Dites donc

À l'heure où à coup de sms, de tweets ou de mails, notre langage se rétrécit, se rabougrit, voici que Nicolas Bernard, par ailleurs professeur de Droit de l'Université Saint-Louis, lequel n'a pourtant pas encore la barbe fleurie, nous enjoint de fleurir le nôtre en reprenant des exemples, parfois empruntés à d'autres auteurs sans pour autant se les attribuer, mais, principalement, en suggérant des variantes plus poétiques de son propre cru.
Voici quelques tournures reprises du Petit Bernard illustré.

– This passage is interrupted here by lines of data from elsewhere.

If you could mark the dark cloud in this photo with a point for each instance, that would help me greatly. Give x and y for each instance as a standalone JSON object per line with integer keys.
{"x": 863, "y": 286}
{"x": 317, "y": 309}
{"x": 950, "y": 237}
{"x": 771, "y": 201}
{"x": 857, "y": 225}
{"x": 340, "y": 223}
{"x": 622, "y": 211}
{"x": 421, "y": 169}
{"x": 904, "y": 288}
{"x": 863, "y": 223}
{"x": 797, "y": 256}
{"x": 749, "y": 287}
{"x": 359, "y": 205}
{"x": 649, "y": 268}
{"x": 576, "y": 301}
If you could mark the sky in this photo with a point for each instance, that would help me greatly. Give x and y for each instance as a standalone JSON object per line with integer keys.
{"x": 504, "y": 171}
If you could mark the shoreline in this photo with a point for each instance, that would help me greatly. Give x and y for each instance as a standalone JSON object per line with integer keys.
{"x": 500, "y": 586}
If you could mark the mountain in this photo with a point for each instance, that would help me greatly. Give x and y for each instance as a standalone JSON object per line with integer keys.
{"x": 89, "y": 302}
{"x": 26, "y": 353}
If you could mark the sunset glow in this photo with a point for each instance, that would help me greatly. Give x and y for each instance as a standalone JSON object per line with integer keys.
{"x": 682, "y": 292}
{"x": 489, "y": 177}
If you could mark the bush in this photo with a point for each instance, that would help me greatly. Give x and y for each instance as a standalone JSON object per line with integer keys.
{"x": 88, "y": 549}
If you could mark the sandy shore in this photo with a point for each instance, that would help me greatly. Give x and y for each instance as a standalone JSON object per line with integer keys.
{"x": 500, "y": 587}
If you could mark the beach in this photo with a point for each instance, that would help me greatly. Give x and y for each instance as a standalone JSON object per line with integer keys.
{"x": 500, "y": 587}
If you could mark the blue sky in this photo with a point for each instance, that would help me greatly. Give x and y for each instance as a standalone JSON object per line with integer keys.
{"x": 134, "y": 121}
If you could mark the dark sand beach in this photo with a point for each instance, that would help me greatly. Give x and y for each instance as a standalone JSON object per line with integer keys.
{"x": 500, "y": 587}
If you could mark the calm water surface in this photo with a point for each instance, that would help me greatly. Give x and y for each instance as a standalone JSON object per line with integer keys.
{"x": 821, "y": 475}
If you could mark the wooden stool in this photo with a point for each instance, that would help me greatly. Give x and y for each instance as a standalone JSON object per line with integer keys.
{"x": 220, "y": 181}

Plutôt que "le Standard a battu Anderlecht", il conseille d'utiliser "le Standard a disposé d'Anderlecht". À l'inverse de "le Standard est loin devant les autres" en championnat, ce juriste se fait l'avocat de la tournure "le Standard est un leader autoritaire". Au "Standard l'a emporté sur Anderlecht", on préférera suivant les conseils de l'auteur "le Standard s'est adjugé le classico". On privilégiera par ailleurs "le standard marche sur le championnat" par rapport à "le Standard est largement en tête du championnat", et "son avenir s'inscrit en rouge et blanc" plutôt que "il est transféré au Standard de Liège".
On l'a compris: au travers de ces quelques exemples, Nicolas Bernard brise les barrières de l'écriture... standardisée, voit rouge quand il découvre une formule éculée et se fait le champion de la belle expression.
Reste à espérer que son Ne dites pas... mais dites... Fleurir son langage fera... florès.
Ce qui est vite... dit.
Nicolas Bernard, Ne dites pas... mais dites... Fleurir son langage (Larcier/Petites Fugues).